Kembali Sekolah, Siswa SD yang Bolos 4 Bulan dan Kecanduan Game Online

Kompas.com Dipublikasikan 10.33, 21/11/2019 • Kontributor Magetan, Sukoco
KOMPAS.COM/SUKOCO
Kepala Dinas Pendidikan Kabupaten Magetan Suwoto yang langsung mendatangi rumah siswa kecanduan game online. Demi bermain game online siswa AD membolos hingga 4 bulan.

MAGETAN, KOMPAS.com –  AD (12) siswa kelas 6 SDN Banjaranjang, Kabupaten Magetan, Jawa Timur, mulai kembali masuk sekolah setelah sekitar 4 bulan bolos sekolah karena kecanduan game online.

Kepala Dinas Pendidikan Magetan Suwoto mengatakan, meski siswa mulai kembali mengikuti pelajaran di sekolah, pihaknya akan tetap memberikan pendampingan konseling maupun psikologi.

Hal itu agar siswa bisa sembuh total dari ketergantungan terhadap game online.

“Tetap ada pemantauan dan pendampingan guru BK, kita carikan yang tahu tentang psikolog,” ujar Suwoto, Rabu (21/11/2019).

Kompas.com sepat berbincang dengan AD.

Dia mengaku sudah hampir 5 tahun tak bertemu dengan orangtuanya yang merantau ke Kalimantan mencari nafkah dengan berjualan bakso.

Untuk berkomunikasi, biasanya orangtua AD yang akan menelepon.

”Sudah 5 tahun belum pulang.
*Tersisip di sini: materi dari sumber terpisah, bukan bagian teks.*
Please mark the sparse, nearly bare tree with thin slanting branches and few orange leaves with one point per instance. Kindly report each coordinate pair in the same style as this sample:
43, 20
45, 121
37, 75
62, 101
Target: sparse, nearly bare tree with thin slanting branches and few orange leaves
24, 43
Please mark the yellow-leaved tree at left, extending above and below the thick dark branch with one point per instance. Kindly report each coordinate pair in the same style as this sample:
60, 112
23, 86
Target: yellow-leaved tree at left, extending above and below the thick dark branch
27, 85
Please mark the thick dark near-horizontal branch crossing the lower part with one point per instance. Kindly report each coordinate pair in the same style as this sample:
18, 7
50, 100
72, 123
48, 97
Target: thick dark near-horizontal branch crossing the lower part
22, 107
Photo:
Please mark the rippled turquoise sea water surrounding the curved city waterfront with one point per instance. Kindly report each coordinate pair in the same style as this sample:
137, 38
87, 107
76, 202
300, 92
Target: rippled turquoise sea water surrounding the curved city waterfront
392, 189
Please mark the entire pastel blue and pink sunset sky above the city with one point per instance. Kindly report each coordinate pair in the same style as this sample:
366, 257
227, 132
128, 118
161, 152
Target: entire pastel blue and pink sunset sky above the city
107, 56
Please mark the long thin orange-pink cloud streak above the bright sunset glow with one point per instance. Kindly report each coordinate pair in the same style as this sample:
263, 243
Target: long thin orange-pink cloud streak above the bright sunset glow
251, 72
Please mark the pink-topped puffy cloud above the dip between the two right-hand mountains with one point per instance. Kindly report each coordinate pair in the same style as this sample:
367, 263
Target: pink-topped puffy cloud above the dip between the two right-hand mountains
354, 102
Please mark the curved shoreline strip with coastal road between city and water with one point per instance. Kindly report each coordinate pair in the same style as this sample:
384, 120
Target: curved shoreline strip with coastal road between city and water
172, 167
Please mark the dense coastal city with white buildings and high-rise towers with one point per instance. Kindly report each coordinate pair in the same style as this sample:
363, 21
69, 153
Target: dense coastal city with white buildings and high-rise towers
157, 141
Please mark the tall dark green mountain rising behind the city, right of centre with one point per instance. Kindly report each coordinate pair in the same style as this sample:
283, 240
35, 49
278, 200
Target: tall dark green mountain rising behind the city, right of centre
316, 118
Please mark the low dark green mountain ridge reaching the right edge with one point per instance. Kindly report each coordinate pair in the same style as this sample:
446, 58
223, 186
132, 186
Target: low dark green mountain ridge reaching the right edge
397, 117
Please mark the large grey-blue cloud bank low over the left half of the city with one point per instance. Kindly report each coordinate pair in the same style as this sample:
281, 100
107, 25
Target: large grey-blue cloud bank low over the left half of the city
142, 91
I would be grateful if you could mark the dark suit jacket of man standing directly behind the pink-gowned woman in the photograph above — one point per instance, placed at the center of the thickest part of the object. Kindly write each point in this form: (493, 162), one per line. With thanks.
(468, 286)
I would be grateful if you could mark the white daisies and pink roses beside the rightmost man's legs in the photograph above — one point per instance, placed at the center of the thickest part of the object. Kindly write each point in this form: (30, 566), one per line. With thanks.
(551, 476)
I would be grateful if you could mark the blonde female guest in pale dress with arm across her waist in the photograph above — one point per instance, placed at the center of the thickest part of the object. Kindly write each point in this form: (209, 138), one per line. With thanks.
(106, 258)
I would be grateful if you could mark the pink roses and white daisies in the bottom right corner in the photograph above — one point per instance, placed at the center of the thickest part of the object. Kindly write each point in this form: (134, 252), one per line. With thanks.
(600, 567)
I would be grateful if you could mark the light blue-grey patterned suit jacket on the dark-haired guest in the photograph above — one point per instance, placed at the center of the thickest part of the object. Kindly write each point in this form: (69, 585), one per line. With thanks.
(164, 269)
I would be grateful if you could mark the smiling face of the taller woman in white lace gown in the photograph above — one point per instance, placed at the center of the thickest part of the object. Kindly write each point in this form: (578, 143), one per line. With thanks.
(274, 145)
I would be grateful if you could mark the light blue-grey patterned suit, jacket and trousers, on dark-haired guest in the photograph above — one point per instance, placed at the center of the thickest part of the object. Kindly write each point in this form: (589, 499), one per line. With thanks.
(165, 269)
Paling ditelepon,” kata AD.

Game favorit hingga bangun tengah malam

AD mengaku kecanduan game online sejak setahun terakhir, setelah memiliki ponsel android.

Dia mengaku mencari game perang yang disukainya dari Play Store.
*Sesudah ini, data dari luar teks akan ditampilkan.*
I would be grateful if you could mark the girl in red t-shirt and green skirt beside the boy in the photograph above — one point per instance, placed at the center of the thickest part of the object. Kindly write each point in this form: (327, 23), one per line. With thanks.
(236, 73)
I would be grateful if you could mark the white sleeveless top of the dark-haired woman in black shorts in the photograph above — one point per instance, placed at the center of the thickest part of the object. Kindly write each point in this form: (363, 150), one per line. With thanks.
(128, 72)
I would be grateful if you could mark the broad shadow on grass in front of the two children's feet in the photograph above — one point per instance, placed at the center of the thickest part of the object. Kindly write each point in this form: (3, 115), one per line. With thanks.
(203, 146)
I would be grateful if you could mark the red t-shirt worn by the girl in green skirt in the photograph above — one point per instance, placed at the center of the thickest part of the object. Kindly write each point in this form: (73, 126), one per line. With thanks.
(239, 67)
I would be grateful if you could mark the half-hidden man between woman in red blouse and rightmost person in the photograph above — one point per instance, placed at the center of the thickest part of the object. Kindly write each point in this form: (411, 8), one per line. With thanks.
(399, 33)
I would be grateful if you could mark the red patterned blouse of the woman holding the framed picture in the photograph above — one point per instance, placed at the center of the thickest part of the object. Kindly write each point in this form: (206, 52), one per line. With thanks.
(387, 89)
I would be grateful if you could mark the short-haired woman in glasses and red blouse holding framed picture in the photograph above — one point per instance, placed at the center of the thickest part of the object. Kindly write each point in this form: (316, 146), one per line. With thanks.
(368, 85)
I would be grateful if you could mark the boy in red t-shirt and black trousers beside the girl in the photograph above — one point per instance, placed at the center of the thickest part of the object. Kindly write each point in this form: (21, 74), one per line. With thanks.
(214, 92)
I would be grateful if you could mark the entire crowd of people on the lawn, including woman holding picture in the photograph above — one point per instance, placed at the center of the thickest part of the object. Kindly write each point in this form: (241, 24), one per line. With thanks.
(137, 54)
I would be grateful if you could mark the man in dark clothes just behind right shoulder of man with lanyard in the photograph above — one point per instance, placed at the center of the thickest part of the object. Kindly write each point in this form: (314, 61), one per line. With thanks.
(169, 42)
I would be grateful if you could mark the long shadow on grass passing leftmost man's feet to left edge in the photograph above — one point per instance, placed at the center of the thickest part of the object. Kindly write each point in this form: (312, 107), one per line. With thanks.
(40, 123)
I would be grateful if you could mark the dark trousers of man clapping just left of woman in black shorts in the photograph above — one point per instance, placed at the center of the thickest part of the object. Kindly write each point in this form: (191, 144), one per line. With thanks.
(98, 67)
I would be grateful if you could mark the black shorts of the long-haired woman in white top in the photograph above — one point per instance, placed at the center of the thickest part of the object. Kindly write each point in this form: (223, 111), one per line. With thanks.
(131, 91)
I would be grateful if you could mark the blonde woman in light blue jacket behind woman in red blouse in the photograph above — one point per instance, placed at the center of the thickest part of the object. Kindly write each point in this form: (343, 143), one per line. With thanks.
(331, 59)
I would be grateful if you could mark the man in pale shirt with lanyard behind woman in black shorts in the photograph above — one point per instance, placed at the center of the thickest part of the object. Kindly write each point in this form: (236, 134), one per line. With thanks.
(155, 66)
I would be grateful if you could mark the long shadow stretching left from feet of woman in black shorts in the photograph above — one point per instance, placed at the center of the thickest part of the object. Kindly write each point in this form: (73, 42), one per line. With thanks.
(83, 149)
Meski beberapa temannya ada yang suka mengajak bermain, dia memilih menyendiri di dalam kamar untuk bermain game online.

“Pertama main Mobile Legend, sampai sekarang masih main. Kalau sekarang suka main Dry Fire,” kata AD.

AD mengaku awal kecanduan game online hanya berani membolos sekolah dua hari dalam seminggu. 

Namun, lama kelamaan karena butuh lebih banyak waktu untuk menaikkan peringkatnya, dia bermain hingga larut malam.

Akhirnya, AD berani membolos sekolah lebih lama dari biasanya.

Bahkan, agar bisa bermain game online, dia berani tidak masuk sama sekali ke sekolah.

"Habis lebaran kemarin saya enggak masuk sekolah,” ucapnya.

Main game tengah malam karena internet lancer.

AD mengaku lebih suka bermain pada saat tengah malam. Sebab, jaringan internet lebih lancar pada jam-jam tersebut.

Sejak kecanduan game online, AD mengaku jarang keluar dari kamar tidur.

Untuk membeli pulsa, AD meminta kepada neneknya. Dalam sehari, dia mengaku menghabiskan pulsa Rp 27.000 untuk bermain.

Rindu sekolah dan matematika

AD mengaku rindu dengan aktivitas sekolahnya dan pelajaran matematika yang digemari.

Dia mengaku nilai matematikanya termasuk paling bagus di sekolah.

“Saya suka pelajaran matematika. Cukup bagus sih nilai saya di sekolah,” kata AD.

Selain memberikan pendampingan konseling maupun psikolog, pihak SDN 1 Banjarpanjang berusaha meminta kepada orangtua AD agar bisa pulang menjenguk anaknya.

Kepala SDN 1 Banjarpanjang Eko Purnomo mengatakan, orangtua AD mengaku akan berusaha pulang untuk menjenguk anaknya tersebut.

“Kemarin kita telepon, Bapaknya berusaha pulang, tapi masih berusaha mengumpulkan ongkos. Maklum, butuh biaya yang tidak sedikit untuk pulang,” ujar Eko.